Cette descente a permis au ministre de palper du doigt les réalités de la formation des professionnels, appelés à assurer la production qualitative des arts.
Depuis le 18 décembre dernier, le ministre de la Culture et des Arts, Esdras Kambale, entreprend une visite dans les services spécialisés de son ministère.
Cette fois-ci, le ministre a procédé à la visite de l’Institut du bâtiment et des travaux publiques (IBTP), l’Académie des Beaux-Arts (ABA) et l’Institut supérieur des arts et métiers (ISAM). Il y est allé pour voir comment les artistes oeuvrent dans les ateliers, leurs conditions de travail, etc.
Sur place, le ministre a constaté que les étudiants de ces instituts, malgré les conditions de travail difficiles et le manque de matériels, s’ingénièrent à produire des œuvres admirables. Kambale les a encouragés à persévérer sur cette vole pour le rayonnement de la culture congolaise.

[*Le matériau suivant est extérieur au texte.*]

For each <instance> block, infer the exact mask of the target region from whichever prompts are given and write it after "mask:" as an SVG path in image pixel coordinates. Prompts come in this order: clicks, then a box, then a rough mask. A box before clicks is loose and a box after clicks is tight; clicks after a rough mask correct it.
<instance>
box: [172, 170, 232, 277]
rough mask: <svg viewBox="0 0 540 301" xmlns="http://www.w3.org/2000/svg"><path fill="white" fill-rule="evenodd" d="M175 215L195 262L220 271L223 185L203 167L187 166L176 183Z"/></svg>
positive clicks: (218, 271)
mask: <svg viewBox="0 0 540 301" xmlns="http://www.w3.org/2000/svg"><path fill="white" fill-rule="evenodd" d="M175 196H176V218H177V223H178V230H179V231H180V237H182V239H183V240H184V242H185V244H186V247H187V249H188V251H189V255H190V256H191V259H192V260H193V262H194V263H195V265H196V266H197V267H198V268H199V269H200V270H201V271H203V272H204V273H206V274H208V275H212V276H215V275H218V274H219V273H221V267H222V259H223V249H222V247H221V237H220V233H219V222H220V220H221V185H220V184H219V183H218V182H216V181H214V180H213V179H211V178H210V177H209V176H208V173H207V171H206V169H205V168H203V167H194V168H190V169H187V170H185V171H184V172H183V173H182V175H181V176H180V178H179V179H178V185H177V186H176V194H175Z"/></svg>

Cette descente sur terrain a permis au ministre de palper du doigt les réalités de la formation des professionnels, qui sont appelés à assurer la production qualitative des arts graphiques, architecturaux, plastiques et vestimentaires. Le ministre a, à cet effet, soutenu que la création artistique appartient au domaine du savoir-faire, tant sur le plan du fond que de la forme.
« A l’étape de l’IBTP, le ministre a été reçu par le directeur général Tshisuaka Ngalula entouré de tout son staffs.
Tour à tour, le ministre a eu à visiter la salle d’exposition, dans laquelle il a apprécié les projets conçus par les étudiants, notamment celui du Palais de la Justice, et du Centre d’art dramatique. Dans la salle d’esquisse rapide, Kambale a été choqué de constater que sur les 21 tables pour les travaux, la moitié est en état de défectuosité fort avancé. A part les supports des tables en fer, les planchés en bois n’existent plus que de nom.
A l’Académie des Beaux-Arts, le ministre a été reçu par le corps académique de l’institut conduit par M. Shongo Lohonga Dangi, architecte de l’intérieur. Dans son mot, M. Shongo a demandé au ministre de soutenir les efforts des artistes, en sauvegardant leurs créations contre l’usure de temps et de la destruction.
A cette étape, le ministre à encore décrié le fait que la consommation de l’art et de la culture congolaise n’est pas assurée par les populations congolaises. Et cela, par ignorance de nos propres valeurs, et par insuffisance de promotion. A cet effet, le Dg de l’ABA a sollicité du ministre un travail d’initiation et de diffusion d’œuvres artistiques. En visitant les ateliers de peinture et de sculpture, les salles d’exposition et le pole image, récemment réhabilité par la Coopération française qui l’a équipé de 15 ordinateurs, le ministre s’est fait une idée sur la créativité des étudiants de l’ABA. Il s’en est réjoui. Dans la foulée, il a indiqué qu’il compte initier un débat sur l’avenir de l’art congolais. Parce que, dira-t-il, « l’art, c’est l’âme du peuple, nous devons avec l’effort de tous, relever cet art ».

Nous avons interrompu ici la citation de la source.